Hairy vetch is very similar to tufted vetch (Vicia cracca), the most noticeable difference being that tufted vetch has a smooth stem.

Several subspecies are recognized:
- Vicia villosa ssp. ambigua (Guss.) Kerguelen (= ssp. elegantissima, ssp. pseudocracca)
- Vicia villosa ssp. eriocarpa (Hausskn.) P.W.Ball
- Vicia villosa ssp. microphylla (d'Urv.) P.W.Ball
- Vicia villosa ssp. varia (Host) Corb. (= ssp. dasycarpa)
- Vicia villosa ssp. villosa

The species Vicia hirsuta is also called hairy vetch.

==Cultivation==
Hairy vetch is widely used by organic growers in the United States as a winter cover crop and in no-till farming, as it is both winter hardy and can fix as much as 200 lb/acre of atmospheric nitrogen. Disadvantages of hairy vetch in production agriculture are related to the crop having a portion of hard seed and its tendency to shatter seed early in the season, leading to it remaining in the field as a weed later in the season.
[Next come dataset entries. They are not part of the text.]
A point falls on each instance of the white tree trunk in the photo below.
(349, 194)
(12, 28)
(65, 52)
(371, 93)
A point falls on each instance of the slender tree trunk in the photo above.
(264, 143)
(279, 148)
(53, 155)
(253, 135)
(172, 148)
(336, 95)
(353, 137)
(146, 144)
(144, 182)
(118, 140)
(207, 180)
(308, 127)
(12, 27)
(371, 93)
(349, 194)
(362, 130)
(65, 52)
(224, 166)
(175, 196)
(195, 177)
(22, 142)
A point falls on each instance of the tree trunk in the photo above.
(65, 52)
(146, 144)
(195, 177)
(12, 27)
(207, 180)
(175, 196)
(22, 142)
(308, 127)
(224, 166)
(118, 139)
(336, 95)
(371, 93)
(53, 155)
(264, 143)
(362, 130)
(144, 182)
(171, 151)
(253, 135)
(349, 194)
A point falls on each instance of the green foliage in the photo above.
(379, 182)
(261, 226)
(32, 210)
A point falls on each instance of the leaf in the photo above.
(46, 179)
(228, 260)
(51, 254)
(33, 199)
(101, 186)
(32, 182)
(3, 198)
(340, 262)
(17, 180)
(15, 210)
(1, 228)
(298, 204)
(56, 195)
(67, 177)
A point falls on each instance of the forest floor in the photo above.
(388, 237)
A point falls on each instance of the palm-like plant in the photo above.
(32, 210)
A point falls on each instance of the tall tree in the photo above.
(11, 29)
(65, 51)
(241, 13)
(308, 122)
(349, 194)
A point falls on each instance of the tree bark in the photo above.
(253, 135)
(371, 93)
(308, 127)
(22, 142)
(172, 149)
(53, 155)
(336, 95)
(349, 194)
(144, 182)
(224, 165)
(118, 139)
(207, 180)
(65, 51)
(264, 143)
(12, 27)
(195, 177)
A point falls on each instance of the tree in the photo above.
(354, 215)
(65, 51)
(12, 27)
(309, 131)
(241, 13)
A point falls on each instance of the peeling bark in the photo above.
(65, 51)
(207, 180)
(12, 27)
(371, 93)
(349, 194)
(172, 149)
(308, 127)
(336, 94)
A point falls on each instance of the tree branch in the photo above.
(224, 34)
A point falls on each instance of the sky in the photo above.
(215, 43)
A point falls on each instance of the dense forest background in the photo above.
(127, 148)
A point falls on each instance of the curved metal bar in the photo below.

This can be a particular problem in wheat production.

==Companion plant==

Organic gardeners often plant hairy vetch (a nitrogen-fixing legume) as a companion plant to tomatoes, as an alternative to rotating crops in small growing areas. When it is time to plant tomatoes in the spring, the hairy vetch is cut to the ground and the tomato seedlings are planted in holes dug through the matted residue and stubble. The vetch vegetation provides both nitrogen and an instant mulch that preserves moisture and keeps weeds from sprouting.

==Alien or invasive species==

It is regulated in the state of Florida. Some sources consider it generally invasive in areas with suitable climate for it to out-compete native species, in a manner similar to how cow vetch, Vicia cracca, is regarded. With both vetches, their agricultural usefulness is typically given precedence over concerns regarding potential ecological degradation. Despite being native to part of Europe it is considered an alien or invasive species in some European countries, such as Belgium, the Czech Republic, France, Germany, Italy, Poland, and Spain.